Javascript as an implementation language isn't necessarily a problem, and there are a couple of crypto libraries for javascript (supporting MD5, DES, AES, SHA, PBKDF2, HMAC):

Speed shouldn't be too much of a problem either (browser javascript engines are getting quite usable in that respect, once you get past IE6/7).

However, neither of the above support public key crypto (which is required for security if the 'checker' is distributed to the untrusted user and thus cannot be allowed access to the key used to create serial numbers) - let alone the specific algorithms suggested by Thomas, above. Google does turn up some hits for public-key implementations in JavaScript (http://www-cs-students.stanford.edu/~tjw/jsbn/, http://ohdave.com/rsa/, http://www.hanewin.net/encrypt/rsa/rsa.htm) but personally I'd be even more nervous about their bug-free-ness than the 'bigger' libraries above.

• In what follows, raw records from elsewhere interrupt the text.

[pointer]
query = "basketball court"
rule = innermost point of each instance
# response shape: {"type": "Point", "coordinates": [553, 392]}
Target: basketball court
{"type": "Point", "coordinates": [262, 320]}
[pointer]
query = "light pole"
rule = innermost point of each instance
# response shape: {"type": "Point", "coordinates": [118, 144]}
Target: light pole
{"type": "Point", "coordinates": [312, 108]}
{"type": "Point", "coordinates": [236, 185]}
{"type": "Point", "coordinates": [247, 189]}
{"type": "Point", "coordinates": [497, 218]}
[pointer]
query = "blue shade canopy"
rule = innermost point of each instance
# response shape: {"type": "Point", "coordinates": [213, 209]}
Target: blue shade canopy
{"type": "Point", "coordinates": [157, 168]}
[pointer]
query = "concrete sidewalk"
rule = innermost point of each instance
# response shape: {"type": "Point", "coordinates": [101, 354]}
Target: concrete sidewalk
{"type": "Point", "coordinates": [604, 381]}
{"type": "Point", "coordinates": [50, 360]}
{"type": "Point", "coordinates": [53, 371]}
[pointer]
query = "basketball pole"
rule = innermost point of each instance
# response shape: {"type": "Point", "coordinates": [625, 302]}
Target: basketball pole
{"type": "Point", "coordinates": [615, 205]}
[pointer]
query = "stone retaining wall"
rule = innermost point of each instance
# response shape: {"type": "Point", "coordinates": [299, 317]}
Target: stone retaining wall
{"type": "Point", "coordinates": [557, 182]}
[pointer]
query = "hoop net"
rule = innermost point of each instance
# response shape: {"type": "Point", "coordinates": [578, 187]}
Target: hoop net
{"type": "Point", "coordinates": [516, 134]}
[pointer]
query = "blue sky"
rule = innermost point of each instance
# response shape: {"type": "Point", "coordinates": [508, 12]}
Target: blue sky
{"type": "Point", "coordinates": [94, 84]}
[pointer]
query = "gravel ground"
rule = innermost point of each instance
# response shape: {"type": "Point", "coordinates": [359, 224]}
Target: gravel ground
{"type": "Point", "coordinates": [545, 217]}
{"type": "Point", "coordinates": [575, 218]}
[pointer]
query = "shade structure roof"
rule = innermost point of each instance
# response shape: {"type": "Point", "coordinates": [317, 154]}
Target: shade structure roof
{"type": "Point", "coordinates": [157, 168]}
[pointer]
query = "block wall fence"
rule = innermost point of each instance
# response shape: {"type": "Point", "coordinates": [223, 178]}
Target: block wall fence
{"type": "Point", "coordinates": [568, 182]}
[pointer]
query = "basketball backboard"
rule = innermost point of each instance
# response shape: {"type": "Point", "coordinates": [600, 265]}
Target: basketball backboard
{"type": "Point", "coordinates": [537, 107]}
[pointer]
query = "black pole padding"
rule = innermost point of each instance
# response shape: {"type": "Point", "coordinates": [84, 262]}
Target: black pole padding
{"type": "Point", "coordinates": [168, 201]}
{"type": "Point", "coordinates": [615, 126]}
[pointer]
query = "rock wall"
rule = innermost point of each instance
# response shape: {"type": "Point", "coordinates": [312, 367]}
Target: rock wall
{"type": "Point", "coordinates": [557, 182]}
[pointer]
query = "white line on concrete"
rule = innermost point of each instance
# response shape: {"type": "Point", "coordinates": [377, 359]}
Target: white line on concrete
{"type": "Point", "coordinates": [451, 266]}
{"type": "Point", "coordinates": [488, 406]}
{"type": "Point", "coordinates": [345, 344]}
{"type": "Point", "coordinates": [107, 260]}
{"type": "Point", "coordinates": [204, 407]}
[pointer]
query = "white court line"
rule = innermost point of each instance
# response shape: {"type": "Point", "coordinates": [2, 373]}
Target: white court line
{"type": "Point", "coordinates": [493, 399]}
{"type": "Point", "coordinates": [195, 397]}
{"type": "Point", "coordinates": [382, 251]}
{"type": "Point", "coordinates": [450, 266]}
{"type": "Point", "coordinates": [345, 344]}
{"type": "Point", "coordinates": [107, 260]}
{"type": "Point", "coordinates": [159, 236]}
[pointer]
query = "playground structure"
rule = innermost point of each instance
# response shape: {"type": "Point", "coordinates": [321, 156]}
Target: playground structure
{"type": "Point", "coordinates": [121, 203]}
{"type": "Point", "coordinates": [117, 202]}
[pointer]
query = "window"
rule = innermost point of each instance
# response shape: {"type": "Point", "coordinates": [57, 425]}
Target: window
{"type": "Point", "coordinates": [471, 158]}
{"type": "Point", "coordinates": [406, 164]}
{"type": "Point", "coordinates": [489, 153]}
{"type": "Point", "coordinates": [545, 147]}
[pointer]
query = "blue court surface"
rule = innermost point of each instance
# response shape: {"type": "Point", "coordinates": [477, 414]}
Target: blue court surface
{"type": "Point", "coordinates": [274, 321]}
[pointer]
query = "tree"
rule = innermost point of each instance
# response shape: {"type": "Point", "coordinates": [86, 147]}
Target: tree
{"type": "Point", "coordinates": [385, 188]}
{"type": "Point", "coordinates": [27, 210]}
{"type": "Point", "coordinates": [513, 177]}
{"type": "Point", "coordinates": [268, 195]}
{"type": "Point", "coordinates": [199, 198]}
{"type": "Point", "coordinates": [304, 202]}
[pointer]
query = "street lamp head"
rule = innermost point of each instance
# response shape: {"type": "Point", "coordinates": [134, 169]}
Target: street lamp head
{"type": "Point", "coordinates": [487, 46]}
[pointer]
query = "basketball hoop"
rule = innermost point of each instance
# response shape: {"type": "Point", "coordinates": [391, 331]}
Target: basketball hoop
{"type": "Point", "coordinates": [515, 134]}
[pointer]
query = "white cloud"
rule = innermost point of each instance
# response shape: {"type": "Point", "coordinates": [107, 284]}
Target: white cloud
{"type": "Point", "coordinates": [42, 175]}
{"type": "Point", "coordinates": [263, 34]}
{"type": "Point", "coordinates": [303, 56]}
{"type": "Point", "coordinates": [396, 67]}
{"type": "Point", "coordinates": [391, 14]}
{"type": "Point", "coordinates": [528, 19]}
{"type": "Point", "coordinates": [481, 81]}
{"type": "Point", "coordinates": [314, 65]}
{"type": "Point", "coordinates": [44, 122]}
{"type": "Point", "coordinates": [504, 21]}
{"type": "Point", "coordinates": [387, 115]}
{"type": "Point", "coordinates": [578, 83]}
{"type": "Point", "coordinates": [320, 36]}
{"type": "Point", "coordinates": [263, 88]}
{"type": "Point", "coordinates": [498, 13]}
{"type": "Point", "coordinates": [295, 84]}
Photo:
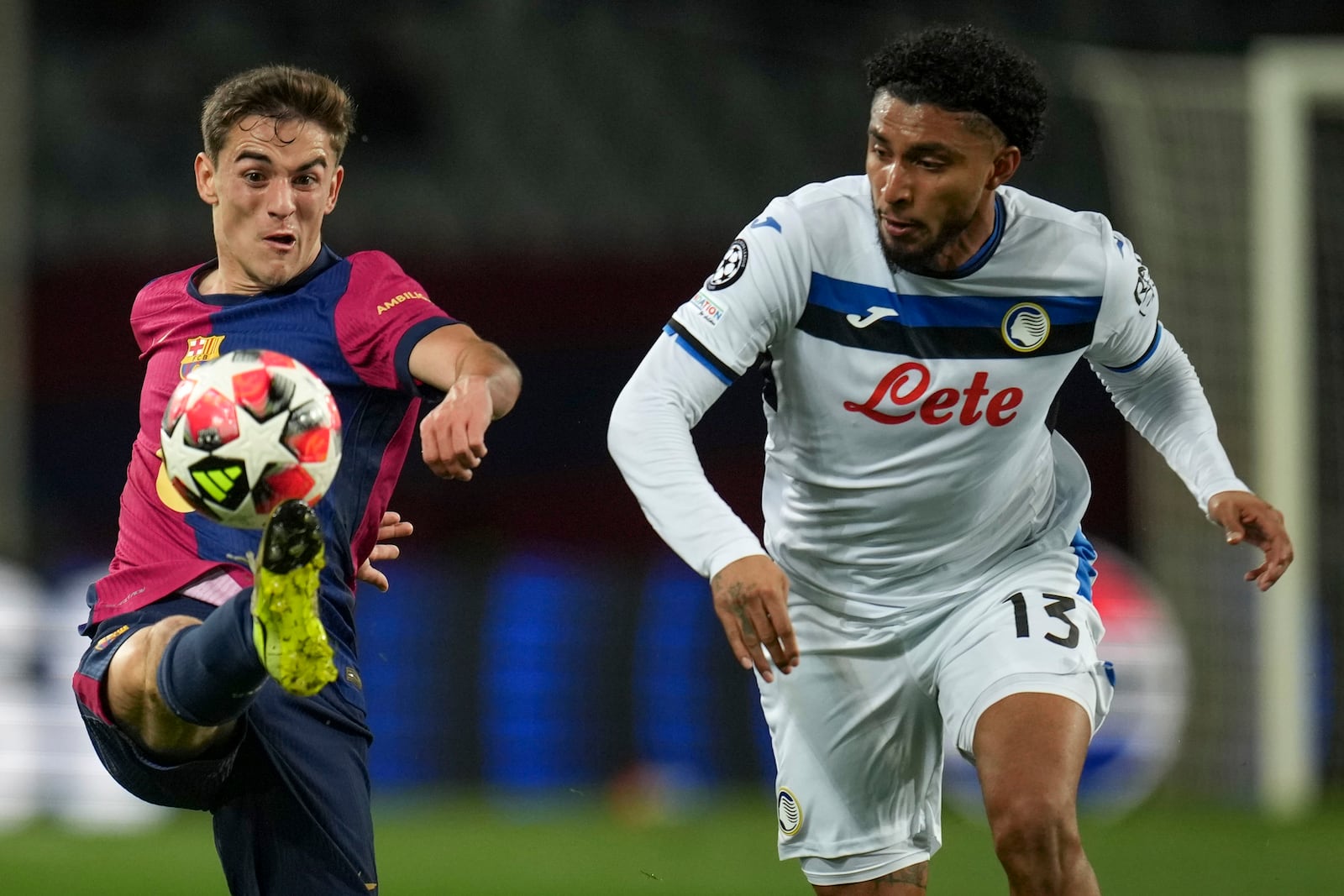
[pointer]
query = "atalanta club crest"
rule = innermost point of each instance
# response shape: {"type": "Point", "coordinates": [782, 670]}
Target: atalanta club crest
{"type": "Point", "coordinates": [1026, 327]}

Perhaps more significantly, even with a public key-based approach, if either the generator or the checker are distributed to the untrusted user, then the scheme is not secure. If the generator code is available to the untrusted user then they can generate as many keys as they like, while if the checker is available to the untrusted user then they can simply modify the javascript code to skip the checks. [The same issue arises with native code, of course, but, even with obfuscation, JavaScript is arguably simpler to attack through local modifications.]